Un pittore con l’animo del poeta: era lui stesso a descriversi così. Oggi, nel decennale dalla sua scomparsa, a ricordarlo è la figlia Romana, insegnante. Per ricordare la figura del padre e la sua arte si sta adoperando per realizzare una mostra delle sue opere nel centenario dalla nascita, che cadrà nell’ottobre del 2017. La mostra, annuncia Romana Cacini, sarà ospitata nei locali della Fondazione Lazzareschi, il “palazzo di vetro” della cultura in piazza Felice Orsi a Porcari. In più, sempre la famiglia del pittore, donerà alcune stampe da lui realizzate, di Papa Giovanni XXIII: verranno cedute alla parrocchia di San Marco.

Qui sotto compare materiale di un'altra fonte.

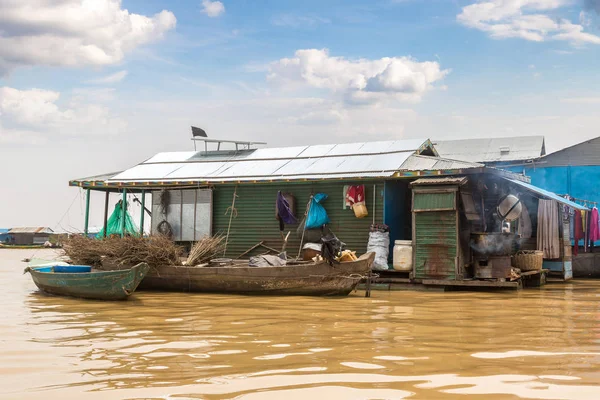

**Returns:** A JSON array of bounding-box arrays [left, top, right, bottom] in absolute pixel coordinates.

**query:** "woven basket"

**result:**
[[513, 250, 544, 271]]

«Ho visto la mostra di Dino Cacini e trovo che egli ha un temperamento di pittore e uno spirito di artista», scriveva di lui nel 1962 il pittore Giorgio De Chirico dopo aver ammirato alcune sue opere esposte a una mostra a Montecatini. Solo uno dei tanti giudizi di personalità di spicco del mondo dell’arte che elogiavano l’opera dell’artista lucchese di adozione.

«La vita siamo noi vivi – scriveva Cacini nei primi anni Settanta -, quelli che non sono più, e i posteri!! Mi viene questa riflessione nel pensare e nel sentire quanto è importante il colore nella vita. Il colore è luce, sentimento, musica e poesia insieme; la poesia è la base dell’arte. Il poeta la esprime con le parole che ci guidano e ci consentono di far nostro il suo stato d’animo… Un pittore che sia tale per natura d’artista, non dipinge solo quando è davanti al cavalletto, ma “dipinge” anche quando, camminando per la strada o nella solitudine, vede e sente ciò che esprimerà sulla tela».

Cacini teneva a raccontare come in pittura si fosse “fatto da solo”: aveva iniziato con la pittura classica per poi passare bruscamente – una vera esigenza avvertita nel profondo – all’espressionismo. I colori delle sue opere sono forti, i quadri sono attraversati dal movimento. Le figure sono indistinte: a Cacini non interessava, parole tratte da una sua intervista del 1985 pubblicata nel periodico “Strillo di Montecarlo”, «rappresentare la realtà in modo analitico». Piuttosto gli

interessava «l’essenza dei fatti: le mie figure, siano animali o esseri umani, sono spesso dei simboli». Il primo quadro espressionista usci fuori di colpo, in una notte di tempesta, quando «sentii il bisogno di dipingere la bufera che era in me», raccontava il pittore poeta.(b.a.)